I think that Stickle's idea of logarithmically decreasing gains has some merit, as well.  As great as the X-COM-styled artifact identification and research tree is, I think that it's also important to try and find some sort of method of integrating research into early-game, mid-game, late-game, and even very-late-gameplay.  A relatively cheap method of doing that is to make the weaponsmith/manufacturing engineer utilize the Research skill.  The skill would probably have to be renamed to "Technology" or "Science" or something, but it would definitely change the entire dynamic (or lack thereof) of researching colonists.

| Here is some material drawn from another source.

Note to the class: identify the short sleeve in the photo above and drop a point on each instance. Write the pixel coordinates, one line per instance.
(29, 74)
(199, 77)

You could probably even add quests into the Research tech tree, with mysterious artifacts that, once researched, randomly give you bits of resources, act as small light sources, or become mood improving furniture and decor.  They could be random drops from enemies, fall from the sky, or arrive at the colony in many other random, but reproducible ways.  More complicated Cassandra quests could involve random characters approaching the colony with a prefabricated mysterious artifact and conducting a proper quest story arc with a beginning, middle, and ending.

Personally, I'd prefer having an algorithm that lets players continuously research newer, better techs with decreasing gains, but giving players the occasional researchable bauble or trinket would probably be better accepted by the players.